The claimant sustained a non-catastrophic impairment and applied to the Licence Appeal Tribunal (“LAT”) to dispute entitlement to attendant care benefits (“ACB”), medical benefits, housekeeping expenses, and occupational therapy services. Regarding the ACB claim, Adjudicator Forbes found that the claimant was not entitled to the claimed amount of $10,228.37 per month. Instead, Adjudicator Forbes accepted the respondent’s recommendation, concluding that the approved rate of $1,509.99 per week was reasonable and necessary. The claimant also sought reimbursement for ACBs in the amounts of $216.96 and $289.28 for November and December 2021, respectively. However, she failed to provide a detailed breakdown of the services rendered or the hours billed for those periods. As a result, it was not possible to determine the level of care provided or assess the appropriate payment amounts. In the absence of sufficient particulars, Adjudicator Forbes found that the circumstances warranted applying the “ratio method” outlined in Malitskiy v. Unica Insurance Inc., 2023 ONSC. Relying on the recommendations in the s. 44 Form 1, Adjudicator Forbes concluded that the claimant was entitled to $85.61 for November 2021 and $114.15 for December 2021 in ACBs. Since these amounts had already been paid by the respondent, no further amount was owed to the claimant for those periods.

Joaquim v. Intact Insurance Company (2023 ONSC 5120)

The claimant appealed the Tribunal’s decision that she was failed to attend an IE in relation to a claimed prescription expense. The claimant argued that the SABS does not permit an IE in relation to prescriptions. The Divisional Court granted the appeal, holding that only items required to be submitted on a treatment plan could be referred to IE. Items permitted to be submitted by way of OCF-6 could not be assessed at an IE. The Court also held that the $250 threshold referred to in section 38(2) did not apply to prescription. Rather, it only applied to “goods with a cost of $250 or less per item.” The Court wrote that the adjudicator ought to have followed the FSCO decision in Ward v. State Farm, which was persuasive authority for the claimant’s position.

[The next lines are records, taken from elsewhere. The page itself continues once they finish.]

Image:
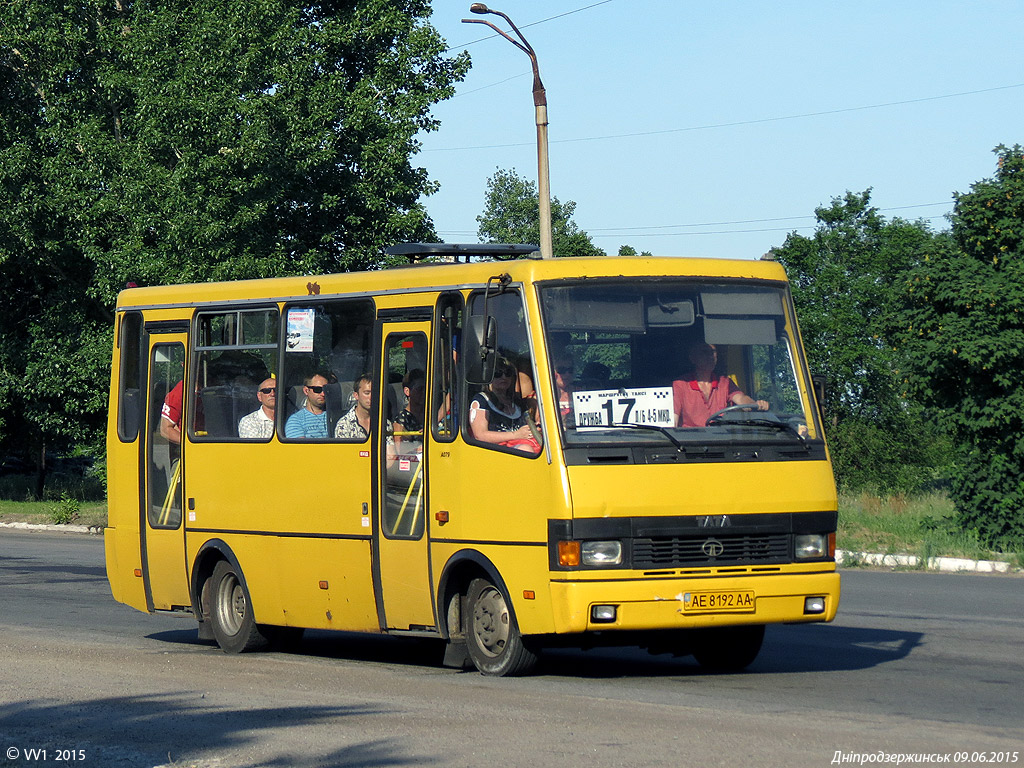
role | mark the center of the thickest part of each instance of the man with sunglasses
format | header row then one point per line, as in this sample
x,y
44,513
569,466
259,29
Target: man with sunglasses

Ossipova v. BelairDirect Insurance Company (21-001405)

The claimant applied to the LAT for the balance of various partially approved medical benefits. The insurer’s denials were almost entirely based on the position that the claimant sought rates in excess of the rates authorized in the Professional Services Guideline. In addition, the insurer had approved 1-hour sessions for psychological therapy, rather than the 1.5 hour-sessions that had been proposed. Adjudicator Todd found that $200 was payable for completion of OCF-3s and OCF-18s. $80 per hour was found payable for osteopathic therapy, which was less than the $150 proposed and more than the $58.19 initially paid based on the Guideline rate for unregulated providers. Adjudicator Todd found that 1.5-hour therapy sessions were reasonable.